Dünyanın üçte biri sadece faşizmi değil, onu doğuran kapitalizmi de reddedince, küresel güç dengesi kapitalist emperyalist güçlerin aleyhine, emekçilerin ve ezilen halkların lehine köklü biçimde değişti. Sömürge imparatorluklarının altındaki zemin çöktü. Ulusal kurtuluş hareketleri her yanı sardı. Başta Hindistan, Birmanya, Endonezya, Afganistan, Güney Yemen, Mısır, Cezayir, Suriye, Irak, Libya, Gine, Mozambik, Angola olmak üzere Asya ve Afrika ülkelerinin çoğu bağımsızlığa ve bağlantısızlığa kavuştu. Sosyalizm Amerika kıtasında Küba'ya kadar uzandı. Amerikan işgalinden kurtulan Güney Vietnam Kuzey Vietnam'la birleşerek ulusal birliğini sağladı ve sosyalizme yöneldi. İşgalde ve kurtuluşta Vietnam'la kader birliği eden Laos ve Kamboçya da sosyalizmi seçti.
Faşizme karşı zaferin kazanıldığı 9 Mayıs 1945'te başlayan bu görkemli dönem, Nikaragua'da Amerikancı oligarşiyi yıkan Sandinist devrimin iktidara geldiği 19 Temmuz 1979'a kadar sürdü.
Hortlayan gericilik
Bütün bu devrimci gelişmelerden ölümüne ürken ABD, Avrupa, Japonya emperyalist bloku 1970'lerin sonunda sosyalizme, bağımsızlığa ve demokrasiye karşı dünya çapında topyekün saldırıya geçti. Her yerde dinci gericiliği, faşizmi ve neoliberalizmi körükledi. NATO'nun ve uzantısı askerî paktların koordinasyonunda İsrail, Suudi Arabistan, Vatikan, Türkiye, Ürdün, Pakistan, Malezya, Tayland, Endonezya, ırkçı Güney Afrika, Brezilya, Arjantin, Şili gibi işbirlikçilerinin egemen olduğu devletleri sosyalist, devrimci demokrat ve ilerici güçlere karşı koçbaşı olarak kullandı.
Emperyalist blok yoğun bir ideolojik saldırıyla; bir yandan, sosyalist ülkelerin yönetici kadrolarına neoliberalizmi benimsetirken, bir yandan da, neoliberal politikalara muhalefet eden emekçilerin öfkesini antikomünizmi ve şovenizmi körükleyerek kendi amacına uygun rotaya soktu.

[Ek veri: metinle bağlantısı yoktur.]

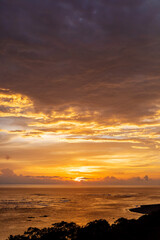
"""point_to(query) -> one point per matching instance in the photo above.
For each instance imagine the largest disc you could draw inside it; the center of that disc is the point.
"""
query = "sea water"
(23, 207)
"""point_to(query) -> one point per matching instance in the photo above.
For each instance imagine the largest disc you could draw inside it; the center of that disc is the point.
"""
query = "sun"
(79, 179)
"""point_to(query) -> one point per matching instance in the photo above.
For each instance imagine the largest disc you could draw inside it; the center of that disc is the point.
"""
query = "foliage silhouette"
(146, 227)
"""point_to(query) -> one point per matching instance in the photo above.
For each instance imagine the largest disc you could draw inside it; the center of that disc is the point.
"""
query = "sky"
(80, 91)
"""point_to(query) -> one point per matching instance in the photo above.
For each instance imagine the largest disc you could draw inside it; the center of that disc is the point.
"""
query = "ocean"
(39, 206)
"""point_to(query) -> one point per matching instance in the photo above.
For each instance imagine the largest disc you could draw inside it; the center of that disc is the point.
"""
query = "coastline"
(146, 209)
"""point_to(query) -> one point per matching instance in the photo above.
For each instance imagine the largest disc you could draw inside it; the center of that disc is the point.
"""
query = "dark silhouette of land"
(147, 227)
(146, 209)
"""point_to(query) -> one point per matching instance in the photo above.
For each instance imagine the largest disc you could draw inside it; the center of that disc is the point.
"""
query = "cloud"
(9, 177)
(80, 75)
(94, 55)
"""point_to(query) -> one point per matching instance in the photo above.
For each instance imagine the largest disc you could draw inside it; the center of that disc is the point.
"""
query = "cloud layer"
(80, 86)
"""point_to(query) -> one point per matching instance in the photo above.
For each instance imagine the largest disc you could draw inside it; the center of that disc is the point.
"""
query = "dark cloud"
(101, 55)
(8, 176)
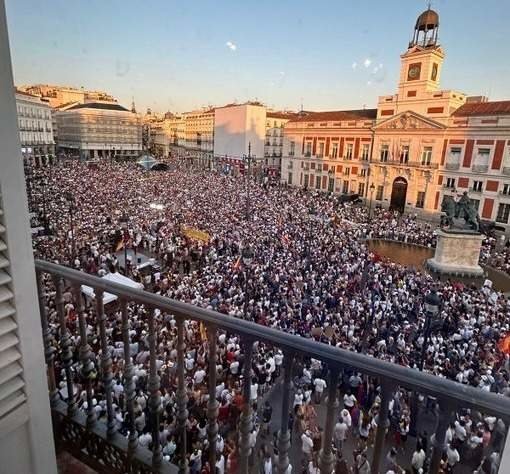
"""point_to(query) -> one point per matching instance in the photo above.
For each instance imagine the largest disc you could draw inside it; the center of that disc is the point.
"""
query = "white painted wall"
(237, 126)
(26, 438)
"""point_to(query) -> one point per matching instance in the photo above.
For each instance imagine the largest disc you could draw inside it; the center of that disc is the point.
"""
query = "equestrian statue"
(463, 208)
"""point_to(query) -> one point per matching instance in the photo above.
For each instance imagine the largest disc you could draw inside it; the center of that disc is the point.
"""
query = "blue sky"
(177, 56)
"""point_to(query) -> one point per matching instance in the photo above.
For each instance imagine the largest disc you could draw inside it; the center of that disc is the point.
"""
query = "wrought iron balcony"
(452, 166)
(80, 432)
(480, 168)
(412, 164)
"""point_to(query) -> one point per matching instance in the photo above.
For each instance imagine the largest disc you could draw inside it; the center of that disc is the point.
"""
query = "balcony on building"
(480, 168)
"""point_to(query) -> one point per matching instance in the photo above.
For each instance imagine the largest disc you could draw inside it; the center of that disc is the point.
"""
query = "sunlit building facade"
(35, 129)
(60, 95)
(199, 132)
(273, 145)
(419, 145)
(99, 130)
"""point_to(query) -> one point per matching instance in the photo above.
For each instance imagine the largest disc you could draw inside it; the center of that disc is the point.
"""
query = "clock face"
(414, 72)
(434, 71)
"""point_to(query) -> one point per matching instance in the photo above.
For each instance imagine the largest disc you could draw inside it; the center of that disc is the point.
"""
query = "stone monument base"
(457, 253)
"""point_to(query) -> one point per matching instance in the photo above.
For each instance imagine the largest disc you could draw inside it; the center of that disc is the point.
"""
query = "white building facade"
(35, 129)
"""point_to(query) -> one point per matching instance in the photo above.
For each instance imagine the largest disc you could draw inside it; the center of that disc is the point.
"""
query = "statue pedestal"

Böylece altını oyduğu sosyalist düzeni 1989-1991 karşıdevrimleriyle çökertti. Sovyetler Birliği'ni 15 parçaya, Yugoslavya'yı 7 parçaya böldü. Kapitalizme geri döndürdüğü eski sosyalist ülkelerin ekonomik bağımsızlığına da son verdi. Onları yeni sömürge durumuna indirdi. Yeni sömürgeliği kabul etmeyen ve bağımsızlığını korumaya çalışan Ukrayna'da Nazi-faşist güçleri darbeyle başa geçirdi. Darbeye direnen Doğu Ukrayna halkına savaş açtırdı; darbecilerin elinde kalan Batı Ukrayna'yı ise hızla kukla bir devlete dönüştürüyor. Batı Ukrayna yönetimi komünizmi resmen yasaklarken, Sovyetler Birliği'nin Nazi-faşist işgali altına düştüğü dönemde faşizmle işbirliği yapan vatan hainlerini resmen kahraman ilan etti.

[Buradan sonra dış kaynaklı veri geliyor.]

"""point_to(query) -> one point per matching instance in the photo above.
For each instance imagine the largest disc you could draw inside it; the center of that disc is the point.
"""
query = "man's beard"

Emperyalist blok, kapitalist sisteme itirazları olmasa da emperyalizmin yeni sömürgesi olmayı kabul etmeyen Rusya'yı ve Çin'i hedef tahtasına oturttu. Bu devletleri çökertmek için, sabotaj, yaptırım, ambargo, abluka, kuşatma politikası uyguluyor ve onları savaşla tehdit ediyor.
ABD, AB ve Japonya üçlüsü, halkın refahına önem veren, bağımsız yaşamayı tercih eden ilerici, bağımsız ülkeleri dize getirme çabasından asla vazgeçmedi. Sosyalist sistemin çok yönlü desteğinden yoksun kalan bağımsız ve bağlantısız ülkeleri, ekonomilerini kuşatıp yıkıma uğratarak yeniden sömürgeleştirdi. Teslim olmayı kabul etmeyen ülkeleri de işgal ederek; taşeron devletlere işgal ettirerek; üstlerine El Kaide, İhvan, Nusra, IŞİD gibi cehennem zebanilerini salarak veya halkları, toplumları din, mezhep ve etnik köken temelinde birbirine düşürerek yeniden kendilerine bağlamaya çalışıyor.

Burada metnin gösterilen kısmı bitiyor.